K-Shaped Recoveries End Well for Everybody

(Bloomberg Opinion) -- There’s a lot of chatter about which letter of the alphabet will represent the shape of the eventual recovery from the pandemic recession. Hopeful politicians predict a V, representing a rebound as robust as the downturn was calamitous. Pessimists forecast a U, in which the U.S. economy would wallow in terrible shape for some time. A recovery followed by a second slump would look like a W.

K has emerged as a leading contender. The idea is that upper-income households will experience a rapid and strong recovery, while those with lower incomes keep losing ground.

The evidence suggests that this bifurcated recovery is already in progress, at least to some extent. But that’s often the case in recessions and recoveries. And the first stages of economic expansions don’t necessarily tell the full story. Lower-income households fare better as recoveries strengthen.

That’s likely to happen this time, too. Unemployment spiked for workers in all education groups in the spring as the coronavirus and lockdown orders sent the labor market into a free fall. But it rose considerably more for workers with less education.

As the coronavirus started pounding the U.S. economy in the two months between February and April, the unemployment rate for workers over the age of 25 who did not graduate from high school increased by 15.5 percentage points. The rate for workers of the same age but with advanced degrees increased by much less, 4.6 percentage points.
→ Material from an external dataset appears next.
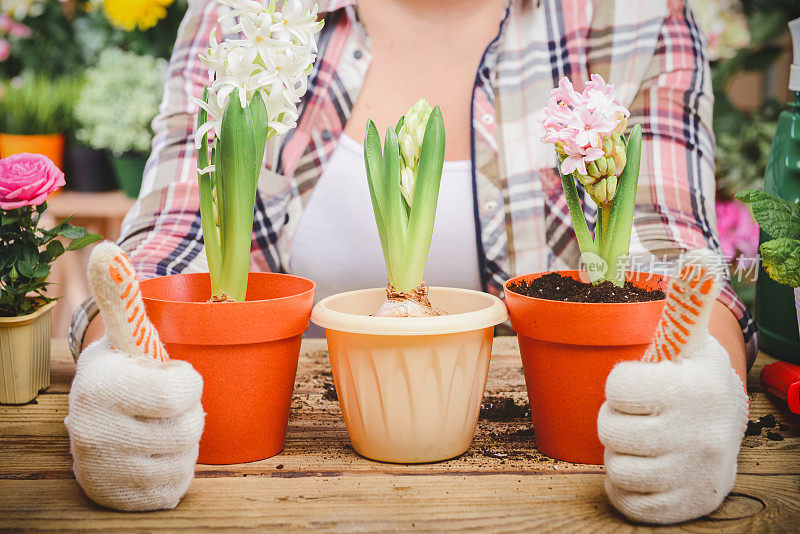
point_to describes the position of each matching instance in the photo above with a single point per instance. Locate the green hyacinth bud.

The soaring productivity growth and rapidly rising wages seen this spring were driven by changes in the labor force, with lower-wage, less-productive workers bearing the brunt of layoffs.

This pattern is not unusual. The growth rate of average wages rose by around 70 basis points at its peak during the deep 2008-2009 downturn, in part reflecting the same dynamic the U.S. is experiencing now. During that Great Recession, an additional eight out of every 100 workers without high school diplomas were added to the unemployment rolls, while only an additional three out of every 100 college graduates became unemployed.

But economic outcomes for different groups of workers and households tend to rebalance as the economy stops contracting and begins expanding. And as the slow and steady recovery from the Great Recession continued, lower-income and vulnerable workers saw their pace of improvement quicken.

The Great Recession officially ended in the summer of 2009, but it took four or five more years for unemployment rates to return to their pre-recession, longer-run averages. In the final years of that expansion, the job market for workers without a high school diploma was tighter than for college graduates. According to my calculations, in the three years preceding the pandemic, unemployment for dropouts was around two-thirds of its long-run average, compared to around 90% for college graduates.